Asia stock markets lost ground Wednesday, with Shanghai stocks trading sharply lower for a second day, as investors assessed whether the economic outlook supported further gains.
The Shanghai Composite Index was down 1.1% in late afternoon trading, adding to Tuesday’s 1% fall, while Hong Kong’s Hang Seng Index sat 0.7% lower.
Other markets also retreated, giving back some of the recent advance by the region’s equities.
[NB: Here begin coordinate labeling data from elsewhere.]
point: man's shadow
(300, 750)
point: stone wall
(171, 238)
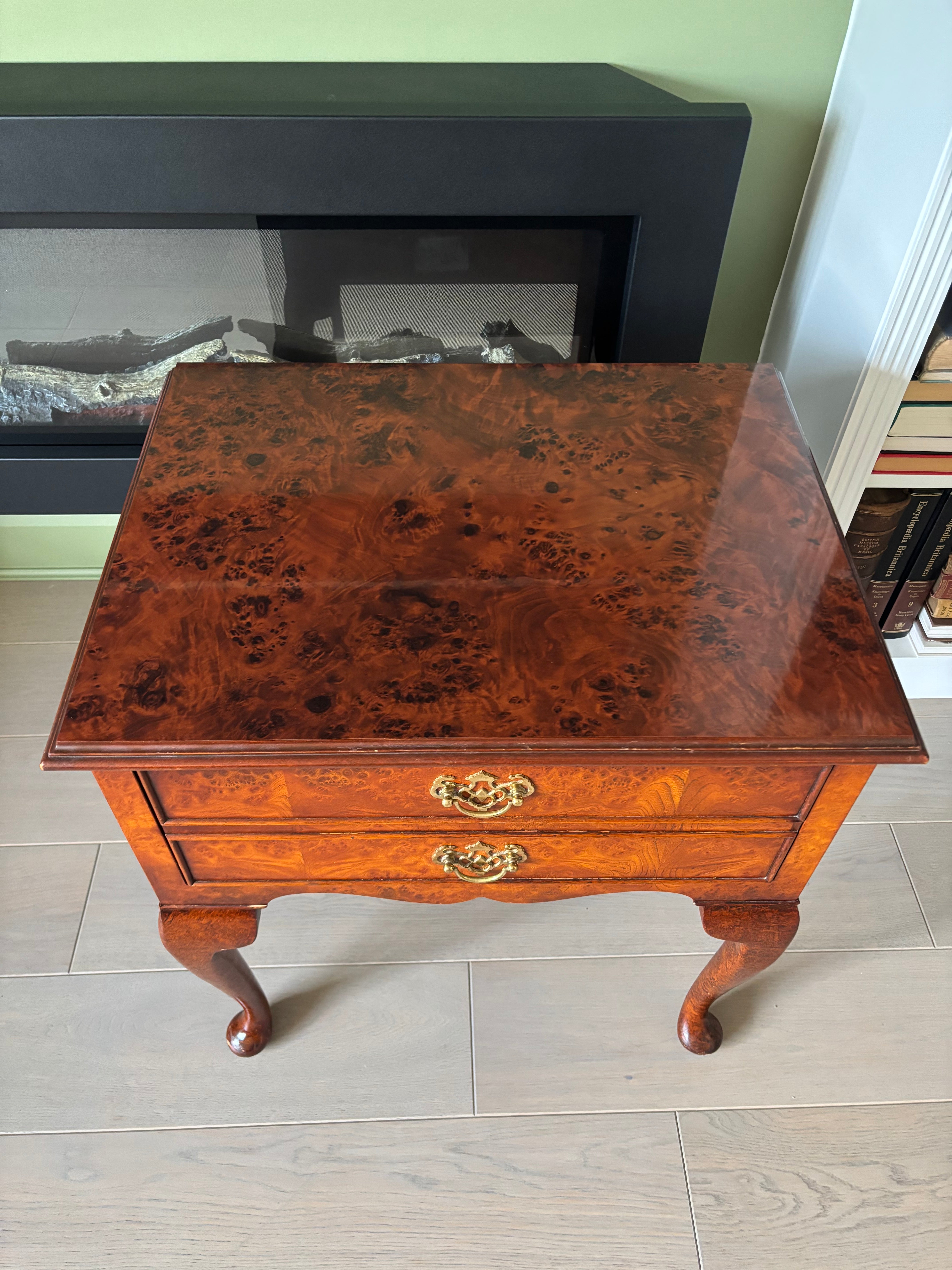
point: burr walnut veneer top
(635, 561)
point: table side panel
(551, 856)
(256, 867)
(405, 790)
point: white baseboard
(922, 675)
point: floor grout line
(461, 961)
(691, 1198)
(483, 1115)
(86, 906)
(84, 842)
(902, 856)
(473, 1039)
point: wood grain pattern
(465, 1194)
(334, 585)
(42, 895)
(754, 936)
(205, 942)
(551, 856)
(392, 792)
(852, 1188)
(404, 558)
(597, 1034)
(94, 1052)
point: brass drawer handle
(482, 794)
(480, 863)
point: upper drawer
(558, 792)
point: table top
(622, 559)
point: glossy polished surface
(408, 557)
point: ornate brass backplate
(480, 863)
(482, 794)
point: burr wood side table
(440, 632)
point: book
(937, 629)
(907, 464)
(925, 567)
(921, 445)
(939, 347)
(940, 603)
(873, 526)
(926, 411)
(914, 521)
(927, 393)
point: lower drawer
(534, 856)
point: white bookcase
(871, 262)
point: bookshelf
(866, 275)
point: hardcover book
(937, 359)
(873, 526)
(940, 603)
(926, 411)
(925, 567)
(913, 524)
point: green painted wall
(779, 56)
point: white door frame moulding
(925, 280)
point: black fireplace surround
(560, 176)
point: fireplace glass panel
(94, 314)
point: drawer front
(590, 793)
(538, 856)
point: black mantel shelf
(339, 89)
(264, 144)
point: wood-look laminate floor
(474, 1088)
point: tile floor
(476, 1086)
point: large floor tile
(49, 807)
(861, 897)
(139, 1051)
(534, 1193)
(32, 679)
(899, 792)
(44, 610)
(587, 1036)
(42, 893)
(928, 855)
(120, 929)
(846, 1188)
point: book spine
(889, 572)
(870, 533)
(922, 573)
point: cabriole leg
(205, 942)
(754, 938)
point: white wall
(888, 125)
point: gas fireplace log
(498, 333)
(106, 355)
(252, 357)
(130, 416)
(287, 345)
(395, 347)
(30, 394)
(296, 346)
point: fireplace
(256, 214)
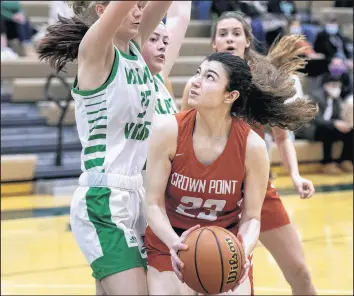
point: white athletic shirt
(164, 102)
(114, 121)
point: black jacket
(308, 132)
(323, 44)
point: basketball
(214, 260)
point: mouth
(161, 57)
(230, 49)
(193, 93)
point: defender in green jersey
(114, 94)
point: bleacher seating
(28, 120)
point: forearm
(6, 14)
(159, 223)
(249, 230)
(288, 156)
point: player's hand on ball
(245, 268)
(304, 187)
(177, 264)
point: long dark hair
(263, 93)
(60, 44)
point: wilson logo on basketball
(232, 262)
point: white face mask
(334, 92)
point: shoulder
(164, 134)
(164, 127)
(256, 147)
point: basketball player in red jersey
(232, 34)
(198, 161)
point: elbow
(150, 212)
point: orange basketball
(214, 260)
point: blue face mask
(295, 30)
(331, 29)
(286, 8)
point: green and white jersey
(114, 120)
(164, 101)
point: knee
(298, 273)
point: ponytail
(61, 42)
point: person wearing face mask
(294, 27)
(330, 42)
(328, 127)
(339, 68)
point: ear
(214, 45)
(100, 9)
(231, 97)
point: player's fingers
(300, 190)
(175, 258)
(312, 191)
(184, 234)
(176, 270)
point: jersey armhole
(110, 78)
(158, 75)
(136, 45)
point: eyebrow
(209, 70)
(225, 29)
(212, 71)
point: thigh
(273, 214)
(285, 246)
(128, 282)
(166, 283)
(102, 225)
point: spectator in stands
(281, 11)
(59, 8)
(343, 3)
(15, 25)
(55, 8)
(331, 43)
(339, 68)
(328, 127)
(6, 52)
(286, 8)
(294, 27)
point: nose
(195, 81)
(230, 38)
(162, 46)
(138, 12)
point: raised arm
(96, 50)
(256, 179)
(178, 17)
(185, 106)
(162, 149)
(153, 13)
(98, 39)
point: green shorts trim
(119, 245)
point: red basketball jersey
(206, 194)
Japan’s Nikkei Stock Average ended with a loss of 0.6%, paring year-to-date gains to 17.8%, while Australia’s S&P/ASX 200 index closed 0.5% down, with year-to-date gains now at 9.5%.
In South Korea, the Kospi , edged up 0.2% in late moves, heading toward a fractional gain for the year to date.
Perpetual Investment head of investment strategy Matthew Sherwood said that Asia markets’ broad losses were due to investors becoming progressively nervous about the recent aggressive rally “in light of softening regional earnings and economic prospects for 2013.”
Banks took the brunt of the selling in Chinese trade as the National People’s Congress’ annual session continued in Beijing.
“Financials are weak ahead of a People’s Bank of China talk on monetary policy and financial reform” at the legislative meet, according to Kim Eng Securities head of sales trading Andrew Sullivan.
In Hong Kong, Bank of China Ltd. lost 1.9%, Standard Chartered PLC fell 2.4%, and China Construction Bank Corp. retreated 1.4%.
On the Chinese mainland, Bank of China fell 0.7%, and China Merchants Bank Co. dropped 1.1%.
Broadly, “there’s still concern about the weak [Chinese economic] data out over the weekend,” said Sullivan, referring to a slew of numbers that notably saw the monthly consumer inflation rate tick higher, raising the prospect of tighter monetary policy to control prices.
The Chinese property sector has seen some of the biggest price rises of late, and those firms were performing poorly in Chinese mainland late trading, with China Vanke Co. down 2.6% in Shenzhen, and Gemdale Corp. moving 4.7% lower in Shanghai.
Shipping giant China Cosco Holdings Co. declined 1%, looking set to extend its weekly losses to nearly 8%, fueled in part by the firm’s plans to sell its logistics unit to parent China Ocean Shipping Group Co.
Over in Tokyo, stocks have gained sharply this year on expectation of further central-bank easing, a sentiment which has shown up in the yen’s losses against other currencies. However, the dollar slipped back a bit on Wednesday to trade at ¥95.71, down from ¥96.05 in late North American trading.
With the yen rebounding, some exporter shares struggled. Canon Inc. fell 2.8%, while Panasonic Corp. closed with a 2.9% drop.
But there were some gainers as well: Nikon Corp. rallied 3.2% after a Nikkei news report that the firm is set to slash inventory at its camera business by 20%.
Nippon Paper Group Inc. climbed 1.7% after a separate Nikkei report said the firm is set to enter the Nikkei Average.
As in China, bank stocks weighed on the Australian market, with National Australia Bank Ltd. ending down 1.9% after announcing 800 million Australian dollars ($826 million) of cost cuts over the next five years.
Likewise, Westpac Banking Corp. fell 2.1%, and Australia & New Zealand Banking Group Ltd. retreated 2%, as investors seemed to take a lead from Deutsche Bank equity strategist Tim Baker, who expressed a more negative view on the sector.
“Banks look expensive from a range of angles,” said Baker as he cut the sector from neutral to a small underweight. “Yield support remains, keeping us from a large underweight, but we do see better options elsewhere.”
In South Korean trading, exporters gained as their Japanese rivals weakened, with LG Electronics Inc. up 2%, SK Hynix Inc. rising 0.9%, and Samsung Electronics Co. higher by 2.3%.
The weakness for Asia came after U.S. stocks ended mostly lower Tuesday, as investors fretted about potential global political risk and some weak economic data.
“The sharp drop in U.K. industrial production and a warning by the Bundesbank’s [President Jens] Weidmann that the euro-zone crisis was not over added a dose of caution to the market,” said Crédit Agricole strategist Mitul Kotecha.